Optimised Code in All Languages
C++ Code
class Solution {
public:
int subarraySum(vector<int>& nums, int k) {
// take the size of the array
int n = nums.size();
// declare an unordered map
unordered_map<int, int> mp;
// to store the number of subarrays having sum as 'k'
int ans = 0;
// to store the prefix for till every ith element'
int sum = 0;
// An empty subarray has a sum of 0, so we hash 0 in the map first
mp[0] = 1;
for(int i = 0; i < n; i++) {
// adding current element to calculate prefix sum till ith index.
sum+=nums[i];
// check if (sum - k) is present in the map
if(mp.count(sum - k)) {
// if yes, add the count of number of prefix[i-1] into the ans
ans += mp[sum - k];
}
// put prefix sum into the map for further calculation
mp[sum]++;
}
// return the answer
return ans;
}
};
Java Code
class Solution {
public int subarraySum(int[] nums, int k) {
// take the size of the array
int n = nums.length;
// Declaring the sum variable to calculate running sum
int sum=0;
// declare a hashmap
HashMap<Integer, Integer> mp = new HashMap<>();
// to store the number of subarrays having sum as 'k'
int ans = 0;
// traverse the prefix array
for (int i = 0; i < n; i++) {
sum+=nums[i];
// if it already equals k, increment count
if (sum == k)
ans++;
// check if (sum - k) is present in the map
if (mp.containsKey(sum - k)) {
// if yes, add to our answer
ans += mp.get(sum - k);
}
// put prefix sum into the map
mp.put(sum, mp.getOrDefault(sum, 0) + 1);
}
// return the answer
return ans;
}
}
Python Code
class Solution:
def subarray_sum(self, nums, k):
# Take the size of the array
n = len(nums)
# Initialize current_sum and a hashmap to store prefix sums
current_sum = 0
mp = {}
# To store the number of subarrays with sum equal to 'k'
ans = 0
# Traverse the array
for i in range(n):
# Update the current sum
current_sum += nums[i]
# Check if current_sum equals k
if current_sum == k:
ans += 1
# Check if (current_sum - k) is in the map
if current_sum - k in mp:
ans += mp[current_sum - k]
# Store current_sum in the map with a count of its occurrences
mp[current_sum] = mp.get(current_sum, 0) + 1
return ans
Javascript Code
class Solution {
subarraySum(nums, k) {
// take the size of the array
const n = nums.length;
// Declaring a sum variable
let sum=0;
// declare a map
const mp = new Map();
// to store the number of subarrays having sum as 'k'
let ans = 0;
// traverse the prefix array
for (let i = 0; i < n; i++) {
sum+=nums[i];
// if it already equals k, increment count
if (sum == k)
ans++;
// check if (sum - k) is present in the map
if (mp.has(sum - k)) {
// if yes, add to our answer
ans += mp.get(sum - k);
}
// put prefix sum into the map
mp.set(sum, (mp.get(sum) || 0) + 1);
}
// return the answer
return ans;
}
}
Time Complexity : O(n)
It is O(n), where n is the size of the array nums.

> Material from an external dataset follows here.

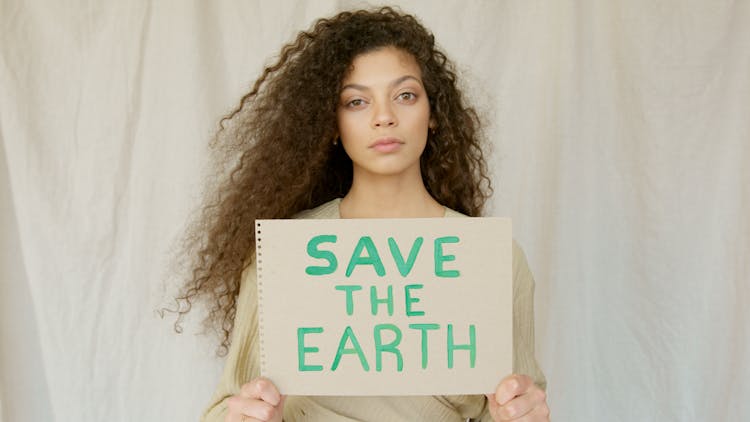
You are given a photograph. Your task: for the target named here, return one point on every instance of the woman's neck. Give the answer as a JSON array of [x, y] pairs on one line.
[[389, 197]]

Explanation: we will be doing our all operations in the single traverse of the array, so for each operation, it takes O(1) time. So in total, we need n*O(1) operations i.e. O(n).
Space Complexity : O(n)
It is O(n), where n is the size of the array nums.
Explanation: For storing the prefix sums in a hash map we need to hash n prefix sums, so in total it takes O(n) space.
Now the interviewer is satisfied with your approach and you have aced the question ✅.
Learning Tip
Since we have solved the Subarray Sum equals k, let’s now tackle the following related problems:
Given an integer array nums and an integer k, return the number of non-empty subarrays that have a sum divisible by k.
Given an integer array nums and an integer k, return true if nums has a good subarray or false otherwise.
A good subarray is a subarray where:
- its length is at least two, and
- the sum of the elements of the subarray is a multiple of k.